I jump a step back, startled when the glass shatters against the far wall. There’s an awful sound and it pierces through me for a second. The pieces of glass all drop to the floor in a ragged pile and Tyler just stands there, staring, breathing. Satisfied, he collapses onto the bed.
“I hate him,” he spits. With his eyes now trained on the window again, I approach him in an effort to comfort him. His features might be hard and his expression might be twisted, but I know he’s genuinely upset. I can hear it in his voice, and I can see it in his eyes.
It’s dark now, and the music from the beach is beginning to fade away to nothing as the party wraps up. The moon is floating above the ocean and there’s a soft glow illuminating the condo. Tyler’s face is lit up, and I slowly edge over to the bed, where he’s slumped. His eyes drift up to meet mine when I step in front of him.
I’m shivering. Not because it’s cold in here, but because nerves are rattling every inch of my body. Tyler’s still holding my stare and he just looks anxious and I wonder if he’s expecting me to bombard him with more questions, but that’s not my intention. My intentions are better.
Nervously, I reach out for his face and cup his jaw with both hands, forcing him to hold my gaze as I sit myself down on his lap. He doesn’t budge, doesn’t move, doesn’t breathe. I don’t think I’m quite breathing, either. I move my lips to his but linger before I get there, and we stay like that, just him and me, for a short while. It’s comforting yet absolutely terrifying at the same time, and I know he’s just waiting for me to lean in, and I know I want to, but I wait. I wait until I feel his breath against my cheek.
“Thank you for trusting me,” I whisper ever so carefully against his jaw, and then I finally kiss him.
Through the darkness and the silence, something ignites. I don’t know what it is, I can’t put my finger on it, but I feel it. I feel the way my pulse takes off and my heart aches in my chest, and I feel the way goosebumps begin to appear all over my body, the hairs on my arms rising, and I feel Tyler’s lips against mine. Plump and moist and eager, just like always. I can feel him channeling his hurt, his anger . . . I can feel him channeling it into desire. It’s that desire for something we both want but can’t have.

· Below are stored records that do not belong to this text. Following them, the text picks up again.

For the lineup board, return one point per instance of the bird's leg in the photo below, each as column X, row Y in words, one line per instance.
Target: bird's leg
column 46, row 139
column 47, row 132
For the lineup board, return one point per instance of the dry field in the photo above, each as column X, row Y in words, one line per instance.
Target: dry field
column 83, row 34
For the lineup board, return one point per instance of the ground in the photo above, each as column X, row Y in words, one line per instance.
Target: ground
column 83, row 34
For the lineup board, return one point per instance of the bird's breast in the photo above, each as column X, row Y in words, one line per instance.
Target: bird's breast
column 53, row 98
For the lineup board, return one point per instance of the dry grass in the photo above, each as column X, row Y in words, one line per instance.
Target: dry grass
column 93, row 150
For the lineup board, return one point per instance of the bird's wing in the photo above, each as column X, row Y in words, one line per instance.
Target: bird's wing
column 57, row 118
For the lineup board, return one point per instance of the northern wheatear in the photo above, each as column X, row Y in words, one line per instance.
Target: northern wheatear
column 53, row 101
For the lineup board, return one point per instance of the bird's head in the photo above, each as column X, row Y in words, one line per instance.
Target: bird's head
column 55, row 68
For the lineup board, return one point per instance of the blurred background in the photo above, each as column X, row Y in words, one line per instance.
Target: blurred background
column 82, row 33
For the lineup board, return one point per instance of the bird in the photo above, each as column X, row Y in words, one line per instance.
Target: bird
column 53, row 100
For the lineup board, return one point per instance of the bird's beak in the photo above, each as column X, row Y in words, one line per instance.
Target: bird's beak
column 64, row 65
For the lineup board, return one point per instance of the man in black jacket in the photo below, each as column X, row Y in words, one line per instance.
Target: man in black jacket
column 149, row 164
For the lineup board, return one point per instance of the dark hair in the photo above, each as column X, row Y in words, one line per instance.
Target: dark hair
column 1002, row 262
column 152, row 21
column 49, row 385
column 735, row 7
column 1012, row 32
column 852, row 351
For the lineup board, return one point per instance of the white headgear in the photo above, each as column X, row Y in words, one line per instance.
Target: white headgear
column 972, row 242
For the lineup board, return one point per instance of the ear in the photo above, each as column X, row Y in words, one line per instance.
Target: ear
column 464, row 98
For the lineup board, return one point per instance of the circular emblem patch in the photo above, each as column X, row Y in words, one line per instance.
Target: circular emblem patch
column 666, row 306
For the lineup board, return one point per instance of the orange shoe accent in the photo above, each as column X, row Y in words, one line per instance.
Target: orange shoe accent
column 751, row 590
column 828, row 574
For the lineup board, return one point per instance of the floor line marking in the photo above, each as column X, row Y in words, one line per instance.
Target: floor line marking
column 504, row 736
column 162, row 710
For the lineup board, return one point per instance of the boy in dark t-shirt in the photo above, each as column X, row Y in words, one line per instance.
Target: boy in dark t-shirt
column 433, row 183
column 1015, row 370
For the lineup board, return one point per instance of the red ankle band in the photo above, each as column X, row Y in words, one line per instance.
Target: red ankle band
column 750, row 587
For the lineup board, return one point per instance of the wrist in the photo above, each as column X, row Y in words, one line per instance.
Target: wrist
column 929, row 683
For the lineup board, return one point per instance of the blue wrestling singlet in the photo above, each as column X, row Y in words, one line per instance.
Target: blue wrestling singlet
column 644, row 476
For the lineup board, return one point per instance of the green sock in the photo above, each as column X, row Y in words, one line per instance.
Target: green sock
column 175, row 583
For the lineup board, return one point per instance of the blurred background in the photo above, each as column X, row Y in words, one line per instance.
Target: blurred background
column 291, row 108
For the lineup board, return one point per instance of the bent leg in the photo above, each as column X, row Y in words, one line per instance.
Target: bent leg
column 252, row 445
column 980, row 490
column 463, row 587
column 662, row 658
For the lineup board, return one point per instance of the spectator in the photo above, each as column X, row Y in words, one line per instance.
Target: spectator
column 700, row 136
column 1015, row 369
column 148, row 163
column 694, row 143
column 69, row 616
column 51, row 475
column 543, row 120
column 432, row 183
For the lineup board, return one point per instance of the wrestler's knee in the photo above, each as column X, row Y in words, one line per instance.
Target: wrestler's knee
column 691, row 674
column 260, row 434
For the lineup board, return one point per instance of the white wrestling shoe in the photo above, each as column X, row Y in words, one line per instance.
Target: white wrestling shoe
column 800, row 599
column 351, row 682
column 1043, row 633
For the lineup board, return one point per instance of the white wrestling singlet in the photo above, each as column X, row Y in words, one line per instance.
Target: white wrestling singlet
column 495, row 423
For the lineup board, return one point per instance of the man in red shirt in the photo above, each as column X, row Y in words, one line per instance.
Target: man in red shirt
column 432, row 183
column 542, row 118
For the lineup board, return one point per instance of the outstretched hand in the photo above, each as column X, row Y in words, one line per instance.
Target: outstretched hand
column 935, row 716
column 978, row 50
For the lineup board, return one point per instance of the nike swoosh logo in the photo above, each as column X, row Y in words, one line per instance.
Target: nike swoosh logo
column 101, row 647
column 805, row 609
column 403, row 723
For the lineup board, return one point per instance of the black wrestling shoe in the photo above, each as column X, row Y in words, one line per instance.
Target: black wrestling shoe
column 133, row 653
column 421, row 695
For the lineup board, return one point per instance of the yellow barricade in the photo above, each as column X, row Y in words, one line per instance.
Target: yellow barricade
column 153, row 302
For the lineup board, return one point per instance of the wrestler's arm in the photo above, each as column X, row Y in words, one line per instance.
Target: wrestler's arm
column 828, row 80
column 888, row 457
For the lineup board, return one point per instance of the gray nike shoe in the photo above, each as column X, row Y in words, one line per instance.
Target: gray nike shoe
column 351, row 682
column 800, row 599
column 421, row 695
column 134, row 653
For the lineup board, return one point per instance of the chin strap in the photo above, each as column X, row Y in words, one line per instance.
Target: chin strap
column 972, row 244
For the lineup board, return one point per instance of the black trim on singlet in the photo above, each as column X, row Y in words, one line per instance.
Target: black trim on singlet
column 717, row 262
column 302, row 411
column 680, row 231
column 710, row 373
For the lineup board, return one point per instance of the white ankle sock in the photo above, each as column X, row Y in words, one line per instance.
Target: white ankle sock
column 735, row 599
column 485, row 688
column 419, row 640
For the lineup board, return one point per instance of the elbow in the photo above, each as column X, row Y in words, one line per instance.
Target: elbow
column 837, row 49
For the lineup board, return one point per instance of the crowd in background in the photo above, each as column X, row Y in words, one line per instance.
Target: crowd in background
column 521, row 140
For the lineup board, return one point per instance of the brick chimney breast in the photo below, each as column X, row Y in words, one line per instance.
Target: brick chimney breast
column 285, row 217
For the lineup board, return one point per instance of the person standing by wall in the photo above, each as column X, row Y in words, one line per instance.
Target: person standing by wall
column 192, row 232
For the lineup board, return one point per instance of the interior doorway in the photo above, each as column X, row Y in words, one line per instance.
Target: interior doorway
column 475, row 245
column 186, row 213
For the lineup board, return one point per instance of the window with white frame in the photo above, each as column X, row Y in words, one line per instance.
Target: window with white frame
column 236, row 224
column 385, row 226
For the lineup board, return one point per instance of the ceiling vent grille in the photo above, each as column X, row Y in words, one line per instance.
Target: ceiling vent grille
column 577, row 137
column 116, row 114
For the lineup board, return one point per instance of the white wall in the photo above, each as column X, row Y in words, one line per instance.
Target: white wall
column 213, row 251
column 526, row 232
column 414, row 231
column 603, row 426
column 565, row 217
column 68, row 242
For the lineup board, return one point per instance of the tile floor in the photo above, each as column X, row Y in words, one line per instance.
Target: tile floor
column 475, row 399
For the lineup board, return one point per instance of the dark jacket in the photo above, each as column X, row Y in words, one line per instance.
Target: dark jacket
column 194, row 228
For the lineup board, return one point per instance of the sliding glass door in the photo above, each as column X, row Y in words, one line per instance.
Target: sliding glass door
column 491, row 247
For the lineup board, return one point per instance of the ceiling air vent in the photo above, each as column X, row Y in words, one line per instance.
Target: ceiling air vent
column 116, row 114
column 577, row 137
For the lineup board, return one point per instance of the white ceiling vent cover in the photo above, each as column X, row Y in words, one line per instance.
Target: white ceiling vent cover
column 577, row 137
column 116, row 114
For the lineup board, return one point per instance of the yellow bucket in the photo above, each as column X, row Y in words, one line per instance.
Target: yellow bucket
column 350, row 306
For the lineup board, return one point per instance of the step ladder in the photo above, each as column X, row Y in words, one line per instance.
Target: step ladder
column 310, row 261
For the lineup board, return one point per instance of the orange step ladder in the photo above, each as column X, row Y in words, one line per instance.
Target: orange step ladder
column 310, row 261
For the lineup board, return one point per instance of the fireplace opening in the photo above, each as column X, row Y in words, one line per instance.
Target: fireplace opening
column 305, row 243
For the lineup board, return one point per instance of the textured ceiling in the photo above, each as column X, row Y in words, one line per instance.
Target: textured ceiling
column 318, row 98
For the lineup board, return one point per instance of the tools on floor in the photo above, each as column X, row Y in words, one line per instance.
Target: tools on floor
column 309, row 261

He tastes like beer and tobacco, but there’s something enthralling about it. It’s so familiar, because it’s so him, his permanent taste. He kisses me slowly and slips his hands under my skirt, squeezing my ass as he sits up. I’m still in his lap and I press my chest hard against his as I rub my thumbs against his skin, his jaw still cupped between my hands. I feel the muscles in his arms tighten as he lifts me off his lap and lays me back down on the bed next to him. My entire body feels like ice, frozen beneath him as he hovers over me, his hand sliding along my thigh beneath my skirt. For a second I worry that I’m suffering from paralysis, but my lips are still moving, still kissing, so I’m not. It’s just anxiety and the fear of the unknown.
But no matter how nervous and nauseated I’m starting to feel, I refuse to tear my lips away from Tyler’s. He suddenly intensifies the kiss, quickening the pace, and while my lips are locked with his I let go of his face and shrug off my sweater. I pull it out from beneath me and toss it to the side. When my hands find their way back to Tyler, they’re reaching for his white T-shirt. My arms feel numb as I awkwardly fumble around with the hem, trying my best to figure out how to pull off his shirt without breaking the kiss. He notices my struggle and laughs against my lips. It’s a hearty laugh, the kind of laugh that makes you smile back, a laugh that makes you feel comfortable. Pulling away and sitting on his knees, he swiftly yanks the T-shirt off and throws it over his shoulder. My cheeks flush with color as my eyes linger on his chest and his abs and the indention of his V lines, and it makes me wonder if I’m dreaming, because Tyler belongs in Abercrombie & Fitch, not here on the bed with me.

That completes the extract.